Violence has spread quickly throughout South Sudan since the outbreak of civil war on 15 December 2013, when tensions flared within the army in events the government has called an attempted coup. Other armed groups have joined the conflict, as what began as a struggle between two leaders has become a vehicle for people to express complex political, social and economic grievances.
More than a million people, or around one in ten of the country’s population, have been internally displaced and more than 390,000 have fled the country (OCHA, June 2014). Attention and assistance has focused on the 95,000 internally displaced people (IDPs) sheltering in the UN peacekeeping mission’s military bases (UNMISS, June 2014), but 90 per cent of those fleeing their homes have taken refuge elsewhere, and have little access to protection, services or humanitarian aid.

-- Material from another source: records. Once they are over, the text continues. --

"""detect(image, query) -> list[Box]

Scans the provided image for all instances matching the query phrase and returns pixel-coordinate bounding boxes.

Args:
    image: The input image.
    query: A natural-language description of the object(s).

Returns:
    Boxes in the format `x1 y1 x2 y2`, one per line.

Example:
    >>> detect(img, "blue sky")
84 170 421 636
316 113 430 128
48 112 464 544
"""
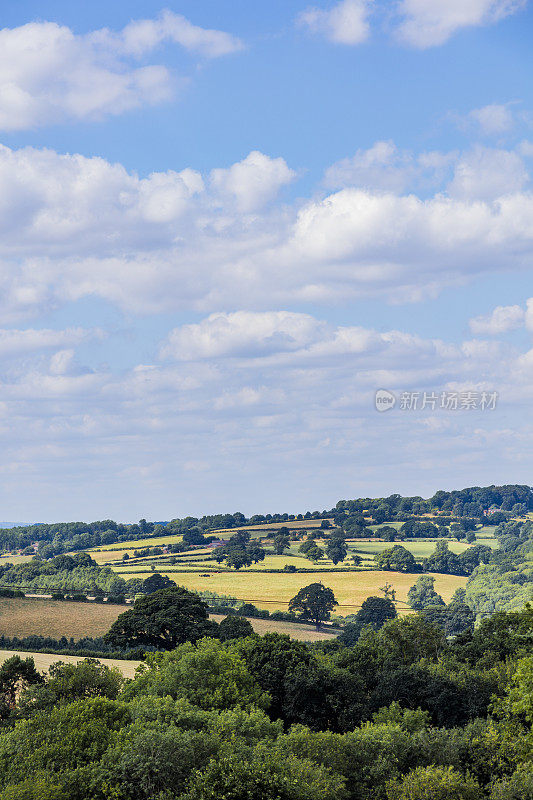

Displacement in the country is primarily a protection concern, and extends far beyond the material needs of the newly displaced for food, water, shelter and non-food items. What is now South Sudan has a long history of underdevelopment and conflict, and the multiple causes of displacement make for complex dynamics that frequently overlap. Some key drivers, however, can be identified in escalating armed conflict, recurrent natural hazards and considerable development challenges, which are all further complicated by a lack of inclusive governance and socio-economic marginalisation.
The capacity and willingness of government and opposition forces to protect civilians is questionable, given that both parties have committed grave abuses against them (protection cluster, May 2014). It has largely fallen to the international community to protect and assist IDPs, but many humanitarians and their donors have been caught off guard by the scale of the crisis and have not been able to respond immediately and effectively.
In February 2014, the UN declared the situation in South Sudan a level-three emergency, the most serious possible. Despite this, the response continues to be hampered by insecurity, logistical constraints, the looting of aid supplies, the harassment of aid workers, bureaucratic obstacles and uncertainty about funding.